This is rather an old story, but one that always comes to my mind when I think of food research and product development in “off the main track” areas.
These Indian scientists have really worked on influencing the shape of the salt crystal during the crystallisation process. They have found that they could add glycine and recycle the excess to produce a product with anti caking and improved flow properties.
Interestingly they appear to have been in competition with other researchers focussing on physical methods.
The suppliers of equipment to the food industry are a source of information that should not be overlooked.
In this case I have taken a screenshot from the webpage of GEA Niro which presents one of their spray dryers in some detail. This type of information, along with much other on their website, is very useful for the food processor wanting to understand processes and equipment.

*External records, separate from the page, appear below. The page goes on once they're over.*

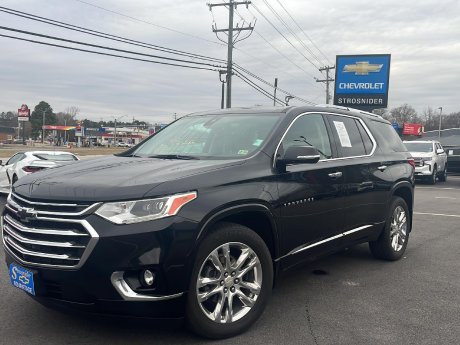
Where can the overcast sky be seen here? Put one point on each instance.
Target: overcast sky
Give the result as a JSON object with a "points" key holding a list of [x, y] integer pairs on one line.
{"points": [[422, 36]]}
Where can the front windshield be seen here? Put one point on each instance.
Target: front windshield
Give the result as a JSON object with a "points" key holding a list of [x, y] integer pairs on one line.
{"points": [[419, 147], [210, 137]]}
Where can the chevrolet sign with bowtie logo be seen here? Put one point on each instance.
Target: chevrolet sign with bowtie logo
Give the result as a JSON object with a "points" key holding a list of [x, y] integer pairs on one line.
{"points": [[361, 81], [363, 68]]}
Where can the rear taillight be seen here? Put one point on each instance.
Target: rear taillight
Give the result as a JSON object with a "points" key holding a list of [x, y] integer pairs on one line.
{"points": [[31, 169], [411, 161]]}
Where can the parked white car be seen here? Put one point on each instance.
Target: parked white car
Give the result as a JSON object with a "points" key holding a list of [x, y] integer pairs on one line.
{"points": [[430, 159], [25, 163]]}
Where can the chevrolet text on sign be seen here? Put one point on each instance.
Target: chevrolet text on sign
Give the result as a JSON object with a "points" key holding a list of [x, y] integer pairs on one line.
{"points": [[361, 81]]}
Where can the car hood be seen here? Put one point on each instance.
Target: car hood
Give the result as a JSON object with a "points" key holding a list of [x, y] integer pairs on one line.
{"points": [[112, 178]]}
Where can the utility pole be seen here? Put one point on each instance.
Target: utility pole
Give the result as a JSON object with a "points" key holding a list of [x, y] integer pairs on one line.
{"points": [[274, 92], [231, 40], [439, 130], [43, 128], [223, 81], [327, 80]]}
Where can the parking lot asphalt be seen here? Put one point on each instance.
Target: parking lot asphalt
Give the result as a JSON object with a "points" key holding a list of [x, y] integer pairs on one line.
{"points": [[347, 298]]}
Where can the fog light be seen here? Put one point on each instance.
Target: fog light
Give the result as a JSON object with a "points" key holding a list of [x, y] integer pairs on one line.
{"points": [[149, 277]]}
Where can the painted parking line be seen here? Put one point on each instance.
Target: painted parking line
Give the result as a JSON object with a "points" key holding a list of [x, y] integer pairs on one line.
{"points": [[437, 214], [445, 188]]}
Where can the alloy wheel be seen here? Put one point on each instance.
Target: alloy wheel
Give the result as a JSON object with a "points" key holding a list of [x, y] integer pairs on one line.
{"points": [[229, 282], [398, 231]]}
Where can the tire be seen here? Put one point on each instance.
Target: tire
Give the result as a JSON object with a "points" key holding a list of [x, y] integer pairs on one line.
{"points": [[204, 318], [432, 178], [386, 247], [443, 176]]}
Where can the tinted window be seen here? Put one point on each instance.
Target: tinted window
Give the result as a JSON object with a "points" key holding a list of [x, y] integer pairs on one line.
{"points": [[310, 130], [419, 147], [387, 138], [368, 145], [211, 136], [348, 137]]}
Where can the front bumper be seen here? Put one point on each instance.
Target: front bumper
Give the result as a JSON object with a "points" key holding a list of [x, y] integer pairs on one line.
{"points": [[108, 281]]}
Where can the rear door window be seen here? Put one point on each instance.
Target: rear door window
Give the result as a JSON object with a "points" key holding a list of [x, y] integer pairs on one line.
{"points": [[348, 137], [309, 129]]}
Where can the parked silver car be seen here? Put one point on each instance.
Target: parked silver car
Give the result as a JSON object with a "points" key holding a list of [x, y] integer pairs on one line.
{"points": [[430, 159]]}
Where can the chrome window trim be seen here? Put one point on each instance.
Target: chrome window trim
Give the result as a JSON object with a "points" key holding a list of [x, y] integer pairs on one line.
{"points": [[374, 143], [85, 211], [309, 246], [128, 294]]}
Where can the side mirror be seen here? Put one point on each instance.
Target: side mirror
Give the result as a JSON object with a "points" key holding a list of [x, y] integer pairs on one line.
{"points": [[299, 155]]}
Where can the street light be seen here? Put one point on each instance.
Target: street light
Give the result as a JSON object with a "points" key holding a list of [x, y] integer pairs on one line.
{"points": [[115, 129], [440, 113]]}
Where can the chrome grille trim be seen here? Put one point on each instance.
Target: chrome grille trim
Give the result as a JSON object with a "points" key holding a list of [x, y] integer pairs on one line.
{"points": [[8, 219], [88, 208], [25, 251], [22, 239], [46, 239]]}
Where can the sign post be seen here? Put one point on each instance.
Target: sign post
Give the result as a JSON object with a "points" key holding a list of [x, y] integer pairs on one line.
{"points": [[23, 116], [361, 81]]}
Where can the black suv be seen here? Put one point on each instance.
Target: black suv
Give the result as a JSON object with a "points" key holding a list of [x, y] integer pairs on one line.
{"points": [[199, 219]]}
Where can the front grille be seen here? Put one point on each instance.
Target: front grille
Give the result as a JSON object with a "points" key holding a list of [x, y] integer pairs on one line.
{"points": [[47, 234]]}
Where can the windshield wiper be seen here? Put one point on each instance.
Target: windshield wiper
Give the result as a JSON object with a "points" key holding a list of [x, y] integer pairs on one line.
{"points": [[173, 157]]}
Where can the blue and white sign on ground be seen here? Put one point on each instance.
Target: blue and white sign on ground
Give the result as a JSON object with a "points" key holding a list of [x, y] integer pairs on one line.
{"points": [[361, 81], [22, 279]]}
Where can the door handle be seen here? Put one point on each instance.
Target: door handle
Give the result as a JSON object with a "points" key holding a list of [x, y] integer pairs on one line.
{"points": [[335, 175]]}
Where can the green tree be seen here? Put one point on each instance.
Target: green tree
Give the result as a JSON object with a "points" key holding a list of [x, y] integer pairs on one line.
{"points": [[36, 118]]}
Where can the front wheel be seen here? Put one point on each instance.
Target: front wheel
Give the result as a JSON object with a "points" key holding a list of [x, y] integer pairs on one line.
{"points": [[392, 243], [231, 282]]}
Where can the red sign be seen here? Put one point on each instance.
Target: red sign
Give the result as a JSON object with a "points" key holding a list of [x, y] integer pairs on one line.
{"points": [[412, 129], [23, 113]]}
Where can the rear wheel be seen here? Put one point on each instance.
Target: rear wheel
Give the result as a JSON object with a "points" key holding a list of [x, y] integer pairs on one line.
{"points": [[231, 282], [393, 241]]}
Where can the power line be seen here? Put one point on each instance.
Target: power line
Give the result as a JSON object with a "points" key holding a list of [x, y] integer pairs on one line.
{"points": [[308, 37], [258, 88], [274, 26], [242, 69], [147, 22], [276, 49], [104, 47], [105, 35], [278, 16], [106, 54]]}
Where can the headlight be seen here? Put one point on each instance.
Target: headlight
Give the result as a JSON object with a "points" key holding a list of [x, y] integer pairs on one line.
{"points": [[126, 212]]}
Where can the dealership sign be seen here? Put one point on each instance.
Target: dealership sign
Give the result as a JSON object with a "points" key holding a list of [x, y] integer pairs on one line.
{"points": [[361, 81], [23, 113], [412, 129]]}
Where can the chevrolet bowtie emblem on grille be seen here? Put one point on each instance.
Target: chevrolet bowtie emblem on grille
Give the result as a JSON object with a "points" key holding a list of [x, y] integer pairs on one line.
{"points": [[25, 214], [363, 68]]}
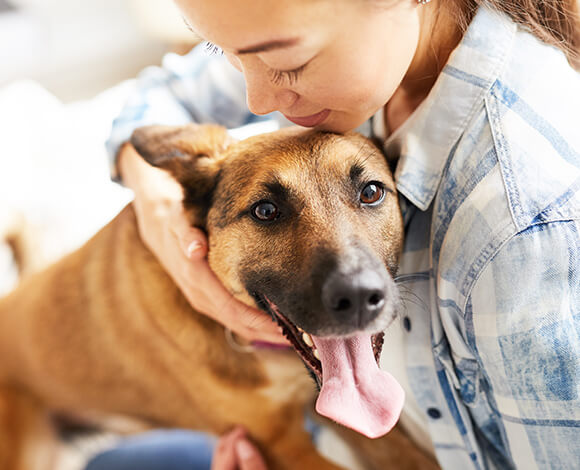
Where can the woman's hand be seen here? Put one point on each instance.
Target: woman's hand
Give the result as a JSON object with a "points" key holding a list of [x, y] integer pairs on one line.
{"points": [[235, 452], [182, 249]]}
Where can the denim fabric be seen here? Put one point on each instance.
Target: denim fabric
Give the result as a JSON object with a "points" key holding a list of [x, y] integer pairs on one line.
{"points": [[158, 450], [489, 177]]}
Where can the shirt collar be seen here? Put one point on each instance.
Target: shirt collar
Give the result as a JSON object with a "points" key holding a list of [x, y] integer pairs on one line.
{"points": [[426, 141]]}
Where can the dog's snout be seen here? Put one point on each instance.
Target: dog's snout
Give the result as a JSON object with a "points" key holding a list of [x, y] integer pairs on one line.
{"points": [[354, 299]]}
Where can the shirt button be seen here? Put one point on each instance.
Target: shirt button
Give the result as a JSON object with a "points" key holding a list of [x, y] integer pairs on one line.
{"points": [[434, 413]]}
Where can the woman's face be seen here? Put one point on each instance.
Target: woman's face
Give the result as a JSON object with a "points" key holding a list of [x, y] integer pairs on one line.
{"points": [[325, 63]]}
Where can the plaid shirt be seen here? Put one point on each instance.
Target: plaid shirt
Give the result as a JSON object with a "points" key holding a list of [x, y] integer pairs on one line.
{"points": [[489, 177]]}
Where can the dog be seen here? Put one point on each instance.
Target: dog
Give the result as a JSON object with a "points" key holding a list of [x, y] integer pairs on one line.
{"points": [[302, 224]]}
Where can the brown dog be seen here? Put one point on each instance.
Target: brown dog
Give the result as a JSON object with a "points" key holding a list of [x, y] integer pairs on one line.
{"points": [[303, 224]]}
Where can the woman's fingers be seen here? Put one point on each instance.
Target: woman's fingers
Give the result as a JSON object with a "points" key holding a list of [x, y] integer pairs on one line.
{"points": [[224, 457], [182, 250], [206, 292], [248, 456], [235, 452]]}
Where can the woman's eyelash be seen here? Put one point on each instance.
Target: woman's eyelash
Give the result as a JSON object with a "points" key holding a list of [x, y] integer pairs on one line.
{"points": [[212, 49], [278, 77]]}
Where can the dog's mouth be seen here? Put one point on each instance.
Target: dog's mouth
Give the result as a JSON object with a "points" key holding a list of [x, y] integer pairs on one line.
{"points": [[353, 390]]}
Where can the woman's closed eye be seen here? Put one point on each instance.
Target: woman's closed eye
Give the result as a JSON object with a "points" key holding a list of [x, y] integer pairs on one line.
{"points": [[288, 77], [277, 77]]}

What is important though, is to understand that when using this type of information, you are looking at the information of a supplier who is actually on line to sell their equipment.
However, they are industry leaders so you can be sure that their information is representative of the industry. I will be trying to add this kind of link for different companies periodically.

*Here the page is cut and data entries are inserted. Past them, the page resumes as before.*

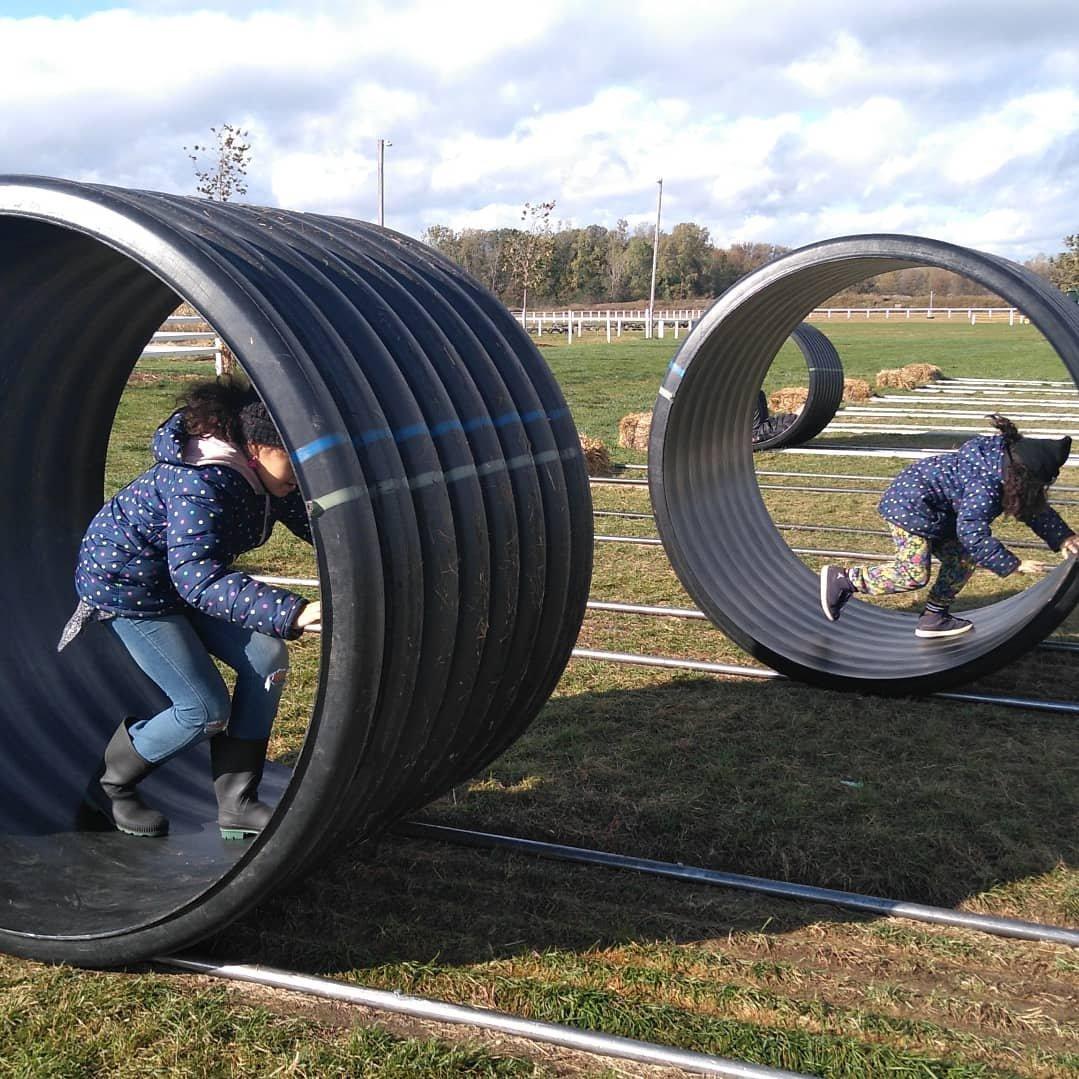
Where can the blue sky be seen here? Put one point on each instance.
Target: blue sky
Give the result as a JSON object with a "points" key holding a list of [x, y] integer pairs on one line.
{"points": [[784, 122]]}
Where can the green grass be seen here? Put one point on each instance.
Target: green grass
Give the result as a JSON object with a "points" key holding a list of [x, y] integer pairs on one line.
{"points": [[927, 801], [604, 382]]}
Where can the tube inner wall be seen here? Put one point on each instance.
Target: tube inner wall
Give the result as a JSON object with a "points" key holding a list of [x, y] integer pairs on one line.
{"points": [[450, 509], [718, 532]]}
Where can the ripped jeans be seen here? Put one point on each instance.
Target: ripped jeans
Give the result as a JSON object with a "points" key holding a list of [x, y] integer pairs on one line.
{"points": [[175, 651]]}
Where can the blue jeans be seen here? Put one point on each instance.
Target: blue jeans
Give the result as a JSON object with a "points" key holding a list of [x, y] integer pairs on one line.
{"points": [[175, 651]]}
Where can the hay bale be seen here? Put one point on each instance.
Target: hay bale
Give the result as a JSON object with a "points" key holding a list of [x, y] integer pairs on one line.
{"points": [[597, 458], [893, 378], [910, 377], [633, 431], [924, 372], [856, 390], [788, 399]]}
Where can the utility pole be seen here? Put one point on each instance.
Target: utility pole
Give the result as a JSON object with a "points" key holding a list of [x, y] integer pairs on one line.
{"points": [[655, 255], [382, 154]]}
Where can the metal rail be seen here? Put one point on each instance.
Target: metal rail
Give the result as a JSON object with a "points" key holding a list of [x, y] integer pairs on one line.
{"points": [[552, 1034], [805, 475], [612, 481], [669, 612], [1032, 704], [783, 889], [846, 529], [861, 555]]}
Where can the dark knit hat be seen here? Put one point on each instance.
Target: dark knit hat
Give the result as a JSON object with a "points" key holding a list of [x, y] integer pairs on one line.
{"points": [[1042, 458], [257, 426]]}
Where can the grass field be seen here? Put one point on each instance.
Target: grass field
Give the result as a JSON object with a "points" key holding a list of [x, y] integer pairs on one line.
{"points": [[928, 801]]}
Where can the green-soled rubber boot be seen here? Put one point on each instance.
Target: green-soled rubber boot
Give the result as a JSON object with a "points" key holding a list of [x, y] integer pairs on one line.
{"points": [[237, 770]]}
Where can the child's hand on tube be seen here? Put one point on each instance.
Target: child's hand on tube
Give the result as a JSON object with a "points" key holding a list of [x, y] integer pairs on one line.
{"points": [[311, 614], [1070, 546], [1032, 565]]}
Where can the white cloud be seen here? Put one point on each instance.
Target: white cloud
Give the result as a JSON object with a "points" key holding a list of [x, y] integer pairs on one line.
{"points": [[784, 123]]}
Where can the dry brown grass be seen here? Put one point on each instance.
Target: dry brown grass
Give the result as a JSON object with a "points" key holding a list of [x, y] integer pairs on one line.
{"points": [[633, 431]]}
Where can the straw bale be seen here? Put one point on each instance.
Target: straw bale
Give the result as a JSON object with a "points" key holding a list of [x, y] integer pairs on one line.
{"points": [[633, 431], [788, 399], [924, 372], [597, 456], [910, 377], [856, 390]]}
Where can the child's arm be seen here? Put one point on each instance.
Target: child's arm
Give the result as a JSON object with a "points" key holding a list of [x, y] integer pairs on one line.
{"points": [[973, 516], [1052, 528]]}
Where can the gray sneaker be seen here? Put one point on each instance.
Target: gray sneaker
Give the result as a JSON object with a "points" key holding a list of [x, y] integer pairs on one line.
{"points": [[941, 624], [835, 589]]}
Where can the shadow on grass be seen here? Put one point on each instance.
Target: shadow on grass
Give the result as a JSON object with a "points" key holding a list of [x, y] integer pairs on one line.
{"points": [[924, 801]]}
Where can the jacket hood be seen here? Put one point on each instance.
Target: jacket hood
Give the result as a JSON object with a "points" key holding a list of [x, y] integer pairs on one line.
{"points": [[168, 440], [173, 446]]}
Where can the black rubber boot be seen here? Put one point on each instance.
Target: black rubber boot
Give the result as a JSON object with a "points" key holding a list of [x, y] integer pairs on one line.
{"points": [[113, 792], [237, 772]]}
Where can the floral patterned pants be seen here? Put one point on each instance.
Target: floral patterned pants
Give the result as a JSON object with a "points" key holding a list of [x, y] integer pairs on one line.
{"points": [[910, 569]]}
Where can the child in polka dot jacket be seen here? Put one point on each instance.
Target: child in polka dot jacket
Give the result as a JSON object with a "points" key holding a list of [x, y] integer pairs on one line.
{"points": [[944, 506], [154, 567]]}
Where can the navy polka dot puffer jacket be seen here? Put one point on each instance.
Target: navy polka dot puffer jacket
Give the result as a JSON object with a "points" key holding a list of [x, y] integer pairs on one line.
{"points": [[168, 538], [957, 496]]}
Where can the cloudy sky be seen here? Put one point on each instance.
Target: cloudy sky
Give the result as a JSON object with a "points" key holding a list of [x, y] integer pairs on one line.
{"points": [[768, 121]]}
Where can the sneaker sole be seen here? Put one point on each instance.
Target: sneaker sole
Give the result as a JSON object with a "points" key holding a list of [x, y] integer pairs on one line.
{"points": [[237, 833], [943, 632], [823, 593]]}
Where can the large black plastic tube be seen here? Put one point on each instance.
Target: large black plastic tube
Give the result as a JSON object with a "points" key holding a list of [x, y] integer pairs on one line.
{"points": [[718, 533], [450, 508], [824, 388]]}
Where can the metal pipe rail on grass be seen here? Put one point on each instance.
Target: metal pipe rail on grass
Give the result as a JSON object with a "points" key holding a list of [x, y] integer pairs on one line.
{"points": [[669, 612], [804, 489], [862, 555], [551, 1034], [850, 900], [846, 529], [861, 428], [884, 451], [735, 670]]}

Although Niro is originally a spray dryer manufacturer, there is a range of information on spray drying, freeze drying, extraction, evaporation, freeze concentration and membrane filtration on the website.

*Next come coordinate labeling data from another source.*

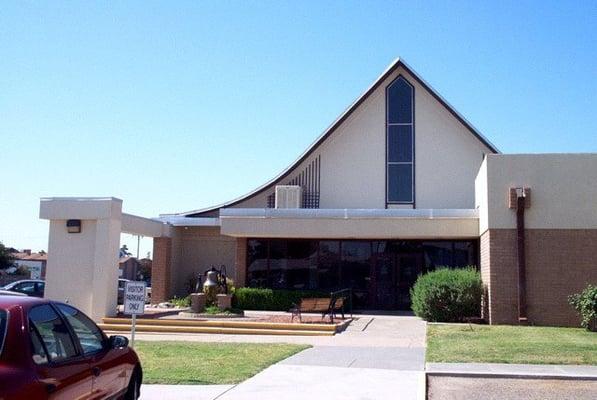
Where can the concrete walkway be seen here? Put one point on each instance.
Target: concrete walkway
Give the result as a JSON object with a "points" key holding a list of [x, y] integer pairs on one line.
{"points": [[576, 372], [479, 381], [377, 357], [183, 392]]}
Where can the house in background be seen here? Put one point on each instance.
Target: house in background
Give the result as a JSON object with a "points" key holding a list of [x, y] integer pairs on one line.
{"points": [[127, 268], [133, 269], [34, 262]]}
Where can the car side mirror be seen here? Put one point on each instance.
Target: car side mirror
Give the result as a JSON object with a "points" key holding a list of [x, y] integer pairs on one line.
{"points": [[118, 342]]}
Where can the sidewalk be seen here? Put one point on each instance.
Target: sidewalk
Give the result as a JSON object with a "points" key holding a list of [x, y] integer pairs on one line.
{"points": [[572, 372], [477, 381], [377, 357]]}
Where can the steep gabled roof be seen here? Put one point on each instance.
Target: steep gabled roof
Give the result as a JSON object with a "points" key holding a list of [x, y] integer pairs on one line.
{"points": [[336, 124]]}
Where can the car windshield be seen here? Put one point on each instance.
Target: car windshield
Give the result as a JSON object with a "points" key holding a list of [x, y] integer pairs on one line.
{"points": [[3, 323]]}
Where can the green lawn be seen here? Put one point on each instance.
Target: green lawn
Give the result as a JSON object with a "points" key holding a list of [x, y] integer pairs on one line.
{"points": [[207, 363], [510, 344]]}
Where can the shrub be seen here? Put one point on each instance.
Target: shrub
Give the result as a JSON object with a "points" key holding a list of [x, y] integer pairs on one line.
{"points": [[585, 303], [181, 302], [448, 295], [270, 299]]}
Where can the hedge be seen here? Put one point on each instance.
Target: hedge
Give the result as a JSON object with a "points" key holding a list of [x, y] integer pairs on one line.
{"points": [[270, 299], [585, 303], [448, 295]]}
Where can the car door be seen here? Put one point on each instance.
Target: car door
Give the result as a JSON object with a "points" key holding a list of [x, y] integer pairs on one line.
{"points": [[40, 289], [109, 372], [27, 288], [59, 366]]}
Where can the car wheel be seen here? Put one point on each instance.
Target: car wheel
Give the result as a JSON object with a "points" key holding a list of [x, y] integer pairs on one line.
{"points": [[133, 390]]}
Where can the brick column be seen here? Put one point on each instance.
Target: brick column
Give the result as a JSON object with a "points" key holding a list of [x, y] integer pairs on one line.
{"points": [[241, 262], [500, 275], [160, 269]]}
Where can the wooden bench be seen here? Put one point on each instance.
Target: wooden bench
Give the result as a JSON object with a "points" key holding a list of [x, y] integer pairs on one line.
{"points": [[323, 305]]}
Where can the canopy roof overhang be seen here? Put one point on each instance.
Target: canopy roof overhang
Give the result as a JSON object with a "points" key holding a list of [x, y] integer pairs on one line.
{"points": [[350, 223]]}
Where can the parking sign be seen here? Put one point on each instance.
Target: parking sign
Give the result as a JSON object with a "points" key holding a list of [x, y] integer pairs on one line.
{"points": [[134, 297]]}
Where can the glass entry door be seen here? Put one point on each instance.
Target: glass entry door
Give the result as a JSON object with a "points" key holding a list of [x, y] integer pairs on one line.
{"points": [[395, 274], [410, 266]]}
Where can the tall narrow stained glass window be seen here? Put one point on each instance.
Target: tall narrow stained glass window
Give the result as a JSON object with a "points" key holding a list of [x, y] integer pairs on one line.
{"points": [[400, 142]]}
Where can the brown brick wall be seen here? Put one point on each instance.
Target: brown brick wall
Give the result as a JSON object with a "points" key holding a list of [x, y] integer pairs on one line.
{"points": [[241, 262], [559, 262], [160, 269]]}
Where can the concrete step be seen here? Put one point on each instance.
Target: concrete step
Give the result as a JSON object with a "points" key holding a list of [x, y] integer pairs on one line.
{"points": [[225, 324], [121, 327]]}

This free book can be obtained at the website of the New Zealand Institute of Food Science and Technology.The book is published in flash but gives assistance in how to print chapters and how to download to use offline.
The book is a detailed engineering approach to the processes that make up food manufacturing businesses. It includes detailed calculations, diagrams, charts and flowsheets.
While the book covers detailed information that is probably not usable by everyone, there are also simple general descriptions that would be useful to anyone approaching new plant and processes.
As food processors, our raw material costs are normally a large fraction of our total cost of production.
There is no arguing the fact that the cost of many raw materials are rising. The reasons for these are numerous including the:
- changeable weather experienced world wide
- the increase in the crude oil price and therefore the cost of transport
- the effect of biofuels on the availability of cereals and oil seeds
- the effect of biofuels on land allocation – ie land previously used for ingredients being allocated to biofuel crop production
The question is what can the food processor do about this? In a theoretical way we could:
I have spoken a few times about some of the projects that are run in food processing by development organisations. The objective is often to produce entrepreneurs from the unemployed poor.
In my experience this seldom works as it takes more than a process, some equipment and a few training programmes, to produce people who can successfully run a financially sustainable enterprise.
This photo, which I came across while organising my photos as part of my change from PCs to an Apple Macbook – a justifiable and enjoyable change by the way.
The project was set up to process local fruit into juice and jam as a means of creating jobs utilising local resources.
Compare the stock of sugar on the left of the photo with the production of jam and juice on the shelves! The project was run by bright people who had been on business courses but with 10 staff they were unable to sell their product (it wasn’t that they were out of stock because of overwhelming demand) and were spoilt by free supply (oversupply) of raw material by the developer which took any business like actions out of the project.
SAFPP Links will not only look at technological things but also enterprise information as I hope we get a range of readers who are interested in the overall picture while focussing on technology.
There are well know examples where SMEs, working together, have achieved much more than they could be expected to on their own. Many people argue that this is one of the areas where African Entrepreneurs fail.
UNIDO present information on clusters on their website, the page above focusses on a broad view of what they are doing and presents the classic case of Italian SMEs in Textiles, Leather, Ceramic tiles and Furniture achieved market success through working closely together, including the business of rugs that people look now a days, since you can get Gabbeh Rugs from NW Rugs and many other businesses. This resulted in large growth. While its true for example that the furniture SMEs are now facing difficulties through competition with China, clusters offer real opportunities.
There are a number of mechanisms and systems that are essentially based on working in a co-operative ways rather than as individuals eg associations, clusters, commodity chains, networks, consortia that UNIDO addresses. While there are many business professionals addressing these issues, even Michael Porter of the Porter Diamond fame, UNIDO is probably a leader in their implementation in Development.
FoodProcessing.com is food processing site with a lot of useful information and its free at http://www.foodprocessing.com/
They offer subscriptions to free digital journals and to newsletters, as well as providing access in their “white papers” to a range of technology, nutrition and market information.
They also focus on companies and new products which give a good view of what goes on in the American market. This focus on American foods can, however, be one of the disadvantages of the site, if your focus is on Europe or your country more linked to the French or English food industry.
I believe, that even if the information is not directly usable, it is worthwhile using it to build up background. I will be trying to get similar information from other markets.